# 0.0 Imports

In [None]:
from sklearn import linear_model
from sklearn import metrics
import mlflow
import pandas as pd
import plotly.express as px

# 1.0 Load dataset

In [None]:
df = pd.read_csv("data/estudante_escola.csv")
assert df.isna().sum().sum() == 0

df.info()

## 1.1. Convert columns

In [None]:
df["estudante"] = df["estudante"].astype(str)
df["escola"] = df["escola"].astype(str)
df.dtypes

# 2.0 Feature engineering

In [None]:
df.drop(["estudante", "escola"], axis=1).corr().style.background_gradient(
    cmap="coolwarm"
)

# 3.0 Training

## 3.1. Connect to MLFlow

In [None]:
# Connecting
mlflow_uri = "http://127.0.0.1:8005/"
mlflow.set_tracking_uri(mlflow_uri)

# Create/set experiment
experiment_name = "workshop_ambiental"
experiment = mlflow.set_experiment(experiment_name)

In [None]:
df.columns

## 3.2. Simple training

In [None]:
y_column = ["desempenho"]
X_columns = ["texp", "horas"]

y_variable = df[y_column]
X_variables = df[X_columns]

# Training
lr_model = linear_model.LinearRegression()
lr_model.fit(X=X_variables, y=y_variable)

# Evaluating
df["predict"] = lr_model.predict(X_variables)
y_pred = df["predict"]

## Metrics
explained_variance = metrics.explained_variance_score(y_variable, y_pred)
mse = metrics.mean_absolute_error(y_variable, y_pred)
r2 = metrics.r2_score(y_variable, y_pred)

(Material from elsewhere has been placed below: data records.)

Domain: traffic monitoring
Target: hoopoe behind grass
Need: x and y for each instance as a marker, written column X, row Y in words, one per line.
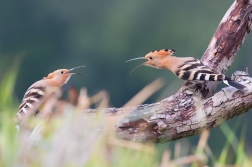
column 36, row 91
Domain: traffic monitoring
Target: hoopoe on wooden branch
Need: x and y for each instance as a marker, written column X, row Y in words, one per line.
column 37, row 90
column 186, row 68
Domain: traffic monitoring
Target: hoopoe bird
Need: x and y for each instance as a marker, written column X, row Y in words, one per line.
column 37, row 90
column 186, row 68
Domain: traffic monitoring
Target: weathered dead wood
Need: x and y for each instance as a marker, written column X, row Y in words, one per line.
column 188, row 111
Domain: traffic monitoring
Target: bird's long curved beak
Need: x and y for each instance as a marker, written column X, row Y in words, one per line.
column 77, row 73
column 136, row 59
column 76, row 68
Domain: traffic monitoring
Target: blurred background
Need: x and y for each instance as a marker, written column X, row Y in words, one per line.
column 54, row 34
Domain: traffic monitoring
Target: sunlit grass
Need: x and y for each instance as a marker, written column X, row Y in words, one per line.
column 72, row 138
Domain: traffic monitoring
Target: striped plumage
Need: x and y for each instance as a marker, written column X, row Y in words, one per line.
column 186, row 68
column 37, row 90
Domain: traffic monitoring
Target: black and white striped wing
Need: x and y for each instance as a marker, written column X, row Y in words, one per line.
column 32, row 96
column 196, row 70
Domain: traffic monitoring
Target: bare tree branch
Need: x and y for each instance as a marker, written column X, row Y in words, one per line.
column 189, row 110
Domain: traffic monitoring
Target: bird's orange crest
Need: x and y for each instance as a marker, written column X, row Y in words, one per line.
column 164, row 52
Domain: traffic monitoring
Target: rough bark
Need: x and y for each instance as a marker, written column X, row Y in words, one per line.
column 190, row 109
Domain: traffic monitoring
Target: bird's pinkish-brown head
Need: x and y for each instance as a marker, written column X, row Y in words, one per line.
column 154, row 58
column 60, row 77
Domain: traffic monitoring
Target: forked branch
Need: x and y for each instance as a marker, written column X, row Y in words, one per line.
column 188, row 111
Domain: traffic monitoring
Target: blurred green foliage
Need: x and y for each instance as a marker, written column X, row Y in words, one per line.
column 103, row 35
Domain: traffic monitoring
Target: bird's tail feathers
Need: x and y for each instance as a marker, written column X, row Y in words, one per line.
column 234, row 84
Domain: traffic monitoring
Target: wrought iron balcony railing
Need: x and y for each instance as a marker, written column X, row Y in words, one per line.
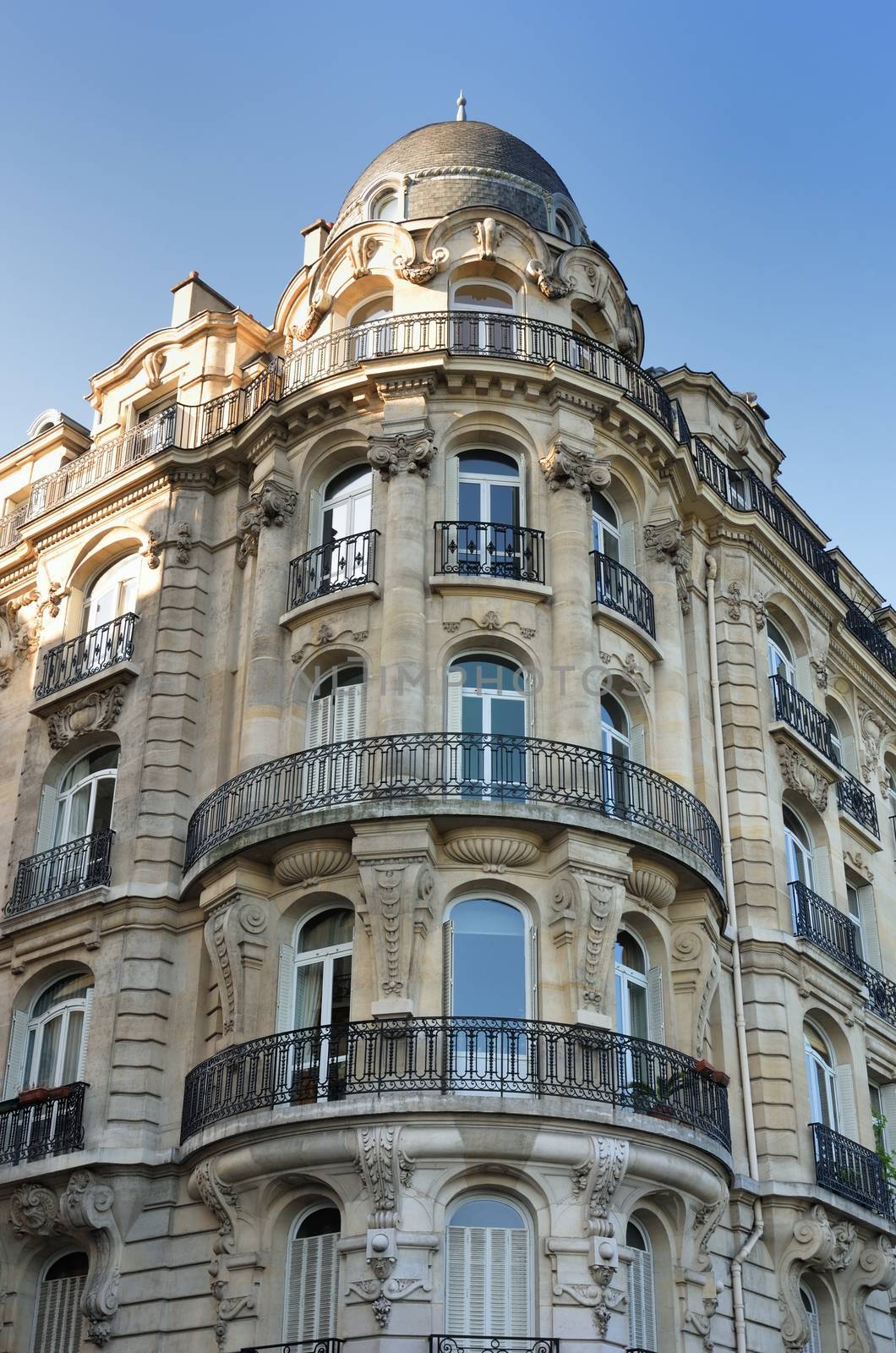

print("expained variance:", explained_variance)
print("MSE:", mse)
print("R2:", r2)

# Visualization
px.scatter(
    df, y_column, "predict", "escola", title=f"y ~ {X_columns}: MSE = {mse}; R2 = {r2}"
)

## 3.3. Versioning training

In [None]:
y_column = ["desempenho"]
X_columns = ["horas"]

run_name = f"LR_only_horas"
with mlflow.start_run(
    run_name=run_name,
    experiment_id=experiment.experiment_id,
    tags={
        "all_variables": "True",
    },
    description="Testando o MLFlow.",
) as run:
    print("starting training")

    # Setup variables
    y_variable = df[y_column]
    X_variables = df[X_columns]

    # Training
    lr_model = linear_model.LinearRegression()
    lr_model.fit(X=X_variables, y=y_variable)
    mlflow.sklearn.log_model(lr_model, "lr_model")

    # Evaluating
    df["predict"] = lr_model.predict(X_variables)
    y_pred = df["predict"]

    ## Calculating and logging metrics
    model_metrics = {}
    model_metrics["explained_variance"] = metrics.explained_variance_score(
        y_variable, y_pred
    )
    model_metrics["mse"] = metrics.mean_absolute_error(y_variable, y_pred)
    model_metrics["r2"] = metrics.r2_score(y_variable, y_pred)

    for metric, value in model_metrics.items():
        print(f"{metric}:", explained_variance)
        mlflow.log_metric(metric, value)

    # Visualization
    fig = px.scatter(
        df,
        y_column,
        "predict",
        "escola",
        title=f"y ~ {X_columns}: MSE = {mse}; R2 = {r2}",
    )
    mlflow.log_figure(fig, "scatter.html")